Cómplice de la noche

Cómplice de la noche, una musa perdida irrumpió en mi vida sin saber yo de dónde venía o a dónde habría de irse. A mi lado se ubicó, y me observaba mientras devoraba líneas y más líneas de un código extraño que no entiende ella y tampoco yo.

A través del reflejo de la pantalla admiré su delicada belleza, aérea y volátil, frágil como alas de mariposa, luminosa como tenues candilejas de una fiesta de quince años. No me atrevía a mirarla directamente, temeroso de que mi ambiciosa pretensión la esfumara para siempre. Discreto, continué simulando que sé cómo hacer que un SELECT * FROM articles me presente la información correcta en el website que intento terminar hace más de 43 gygabytes.
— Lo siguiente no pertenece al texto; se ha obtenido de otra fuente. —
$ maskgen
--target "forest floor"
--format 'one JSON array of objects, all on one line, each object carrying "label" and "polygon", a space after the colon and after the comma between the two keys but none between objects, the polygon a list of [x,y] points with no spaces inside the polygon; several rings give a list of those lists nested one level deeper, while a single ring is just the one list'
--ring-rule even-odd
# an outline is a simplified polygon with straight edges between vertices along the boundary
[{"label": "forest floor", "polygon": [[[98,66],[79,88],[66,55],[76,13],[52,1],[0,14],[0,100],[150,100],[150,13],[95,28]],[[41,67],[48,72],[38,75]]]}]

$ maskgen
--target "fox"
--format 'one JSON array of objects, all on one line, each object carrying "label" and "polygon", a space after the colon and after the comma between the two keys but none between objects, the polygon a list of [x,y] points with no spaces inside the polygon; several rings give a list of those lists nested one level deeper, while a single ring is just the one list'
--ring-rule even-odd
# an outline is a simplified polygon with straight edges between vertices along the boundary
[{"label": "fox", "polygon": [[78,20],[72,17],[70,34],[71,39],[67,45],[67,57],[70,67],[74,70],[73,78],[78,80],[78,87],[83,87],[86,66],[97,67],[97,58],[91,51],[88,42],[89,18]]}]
Mi musa estaba quieta. A veces la sentía suspirar profundamente aburrida, pero nuevamente me convencía que había sido yo mismo. Bajo un velo deliberadamente mal colocado pude ver su piel que dorada me contaba del calor del sol en el Olimpo, y su pelo negro como la tierra de Moca se me antojó divinamente suave y adorable. Ambos guardamos un respetuoso silencio, salpicado sólo por teclazos y clics de un ratón sin ansias de queso ni jamón.
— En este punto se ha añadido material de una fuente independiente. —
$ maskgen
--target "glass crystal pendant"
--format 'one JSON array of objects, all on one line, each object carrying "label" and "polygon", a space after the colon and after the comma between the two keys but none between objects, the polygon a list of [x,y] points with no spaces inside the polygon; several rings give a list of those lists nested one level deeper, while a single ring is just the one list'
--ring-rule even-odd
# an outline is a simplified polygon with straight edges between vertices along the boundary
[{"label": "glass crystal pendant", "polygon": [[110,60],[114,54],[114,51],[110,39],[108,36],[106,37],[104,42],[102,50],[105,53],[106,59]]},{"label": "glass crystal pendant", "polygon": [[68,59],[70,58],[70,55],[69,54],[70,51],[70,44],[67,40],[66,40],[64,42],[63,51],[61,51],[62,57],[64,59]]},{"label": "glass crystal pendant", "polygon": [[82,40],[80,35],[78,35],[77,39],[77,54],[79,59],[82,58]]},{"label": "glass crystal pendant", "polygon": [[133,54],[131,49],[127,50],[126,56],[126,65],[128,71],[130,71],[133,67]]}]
Mi musa sólo tenía ese velo como vestimenta, y mientras mis pupilas miraban tangencialmente las curvas de su majestuosidad, mi alma se aferraba al tonto sueño, a la fantasía imposible, a la loca y fútil idea de abrazarla y hacerla mía.
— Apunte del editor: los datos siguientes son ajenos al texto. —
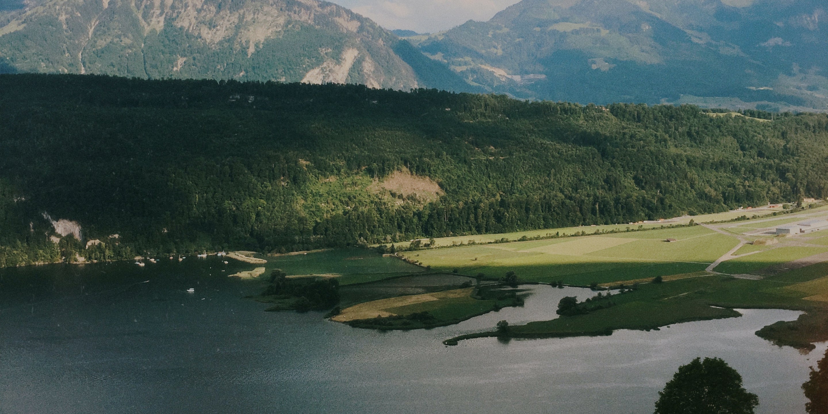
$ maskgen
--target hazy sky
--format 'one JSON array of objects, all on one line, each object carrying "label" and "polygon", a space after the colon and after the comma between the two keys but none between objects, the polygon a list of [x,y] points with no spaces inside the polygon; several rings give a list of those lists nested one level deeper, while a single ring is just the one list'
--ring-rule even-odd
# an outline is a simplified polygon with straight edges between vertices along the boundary
[{"label": "hazy sky", "polygon": [[486,21],[518,0],[329,0],[386,29],[433,33],[467,20]]}]

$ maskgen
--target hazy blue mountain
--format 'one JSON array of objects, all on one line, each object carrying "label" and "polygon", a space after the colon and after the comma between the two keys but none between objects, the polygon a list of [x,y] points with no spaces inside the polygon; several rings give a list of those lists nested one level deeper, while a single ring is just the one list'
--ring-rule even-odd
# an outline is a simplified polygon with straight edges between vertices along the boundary
[{"label": "hazy blue mountain", "polygon": [[[326,2],[34,0],[21,8],[2,1],[11,10],[0,12],[0,73],[470,90],[445,65],[397,55],[407,43]],[[406,60],[435,73],[415,73]]]},{"label": "hazy blue mountain", "polygon": [[409,39],[470,84],[581,103],[828,109],[824,0],[523,0]]},{"label": "hazy blue mountain", "polygon": [[417,33],[416,31],[414,31],[412,30],[404,30],[404,29],[392,30],[391,31],[391,32],[400,37],[410,37],[412,36],[420,36],[421,34],[421,33]]}]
Ya me acostumbraba yo a su presencia sutilmente imponente cuando desapareció. Con un vacío del alma la busqué con mis ojos tan abiertos como nerviosos, y ya no pude verla. La extrañé con mis ganas y mis deseos; la lloré con mis besos aventureros; la recordaré como la musa que cómplice de una noche sin título me acompañó mientras escribía esto para ti.